El Ten Eleven draw inevitable comparisons to Tortoise and Ratatat, but its electronic post-rock suffers from a bland, characterless impact that the band’s peers avoid by means of formidable technical mastery and bad-boy flamboyance. With electronic drums, buzzing guitar, and shimmering arrangements, the duo has the sound of post-rock nailed, but the music isn’t progressive enough to be post-anything. The trouble for a band like El Ten Eleven is where to go next after three full-length albums, and on It’s Still Like a Secret, it shows.
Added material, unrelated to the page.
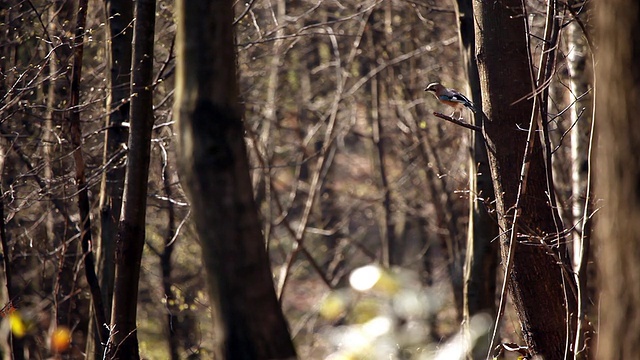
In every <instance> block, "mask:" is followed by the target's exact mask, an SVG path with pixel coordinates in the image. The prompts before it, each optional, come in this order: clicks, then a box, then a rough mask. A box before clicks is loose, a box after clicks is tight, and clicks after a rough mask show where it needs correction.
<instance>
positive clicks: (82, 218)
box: [69, 0, 107, 345]
mask: <svg viewBox="0 0 640 360" xmlns="http://www.w3.org/2000/svg"><path fill="white" fill-rule="evenodd" d="M88 3H89V1H88V0H82V1H80V2H79V3H78V14H77V19H76V29H75V41H74V46H73V49H74V55H73V63H72V65H71V84H70V91H71V93H70V100H69V108H70V109H71V112H70V113H69V124H70V136H71V145H72V146H73V159H74V162H75V165H76V167H75V172H76V174H75V180H76V185H77V186H78V209H79V212H80V242H81V244H82V253H83V258H84V269H85V277H86V279H87V283H88V284H89V291H90V292H91V299H92V300H93V308H94V312H95V317H96V321H97V322H98V323H99V324H104V323H106V314H105V312H104V306H103V304H102V295H101V294H100V284H99V283H98V277H97V276H96V273H95V263H94V258H93V251H92V249H91V242H92V241H91V204H90V203H89V189H88V185H87V181H86V176H85V169H86V168H85V164H84V157H83V155H82V129H81V128H80V106H79V105H80V79H81V78H82V54H83V52H84V40H83V39H84V33H85V27H86V21H87V7H88ZM100 334H101V337H100V339H101V340H102V341H104V340H106V337H107V332H106V331H101V332H100ZM82 345H84V344H82Z"/></svg>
If anything, this record is tighter and more conventional than the band has been before.

The implicit titular nod to Built to Spill’s 1998 classic Keep It Like a Secret is a baffling one, since the two albums have little in common aside from an emphatic lead guitar and the position of fourth in the artist’s discography. True, on a handful of tracks here, such as “Anxiety Is Cheap” and “Cease and Persist”, one can imagine Built to Spill frontman Doug Martsch feeling right at home with the layered rhythms mapped out by Kristian Dunn’s guitar loops and Tim Fogarty’s drumming. In the end though, such thinking only reinforces the notion that something is missing.